Literature DB >> 32211690

Choosing proper normalization is essential for discovery of sparse glycan biomarkers.

Hae-Won Uh1, Lucija Klarić2, Ivo Ugrina3, Gordan Lauc4, Age K Smilde5, Jeanine J Houwing-Duistermaat6.   

Abstract

Rapid progress in high-throughput glycomics analysis enables the researchers to conduct large sample studies. Typically, the between-subject differences in total abundance of raw glycomics data are very large, and it is necessary to reduce the differences, making measurements comparable across samples. Essentially there are two ways to approach this issue: row-wise and column-wise normalization.

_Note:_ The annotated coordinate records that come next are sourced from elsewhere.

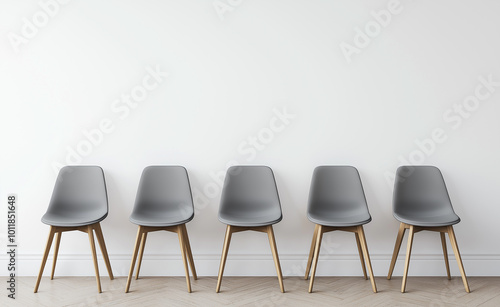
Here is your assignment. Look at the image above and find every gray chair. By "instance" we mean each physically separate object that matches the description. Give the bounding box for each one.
[216,166,285,293]
[125,166,198,292]
[305,166,377,293]
[34,166,113,293]
[387,166,470,292]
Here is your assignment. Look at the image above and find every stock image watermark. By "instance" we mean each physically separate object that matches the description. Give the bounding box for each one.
[52,65,169,174]
[212,0,243,21]
[384,74,500,186]
[6,194,17,299]
[7,0,71,53]
[193,107,297,212]
[339,0,404,63]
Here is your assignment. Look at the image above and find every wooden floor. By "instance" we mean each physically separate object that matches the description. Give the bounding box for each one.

In glycomics, the differences per subject are usually forced to be exactly zero, by scaling each sample having the sum of all glycan intensities equal to 100%. This total area (row-wise) normalization (TA) results in so-called compositional data, rendering many standard multivariate statistical methods inappropriate or inapplicable. Ignoring the compositional nature of the data, moreover, may lead to spurious results. Alternatively, a log-transformation to the raw data can be performed prior to column-wise normalization and implementing standard statistical tools. Until now, there is no clear consensus on the appropriate normalization method applied to glycomics data. Nor is systematic investigation of impact of TA on downstream analysis available to justify the choice of TA. Our motivation lies in efficient variable selection to identify glycan biomarkers with regard to accurate prediction as well as interpretability of the model chosen. Via extensive simulations we investigate how different normalization methods affect the performance of variable selection, and compare their performance. We also address the effect of various types of measurement error in glycans: additive, multiplicative and two-component error. We show that when sample-wise differences are not large row-wise normalization (like TA) can have deleterious effects on variable selection and prediction.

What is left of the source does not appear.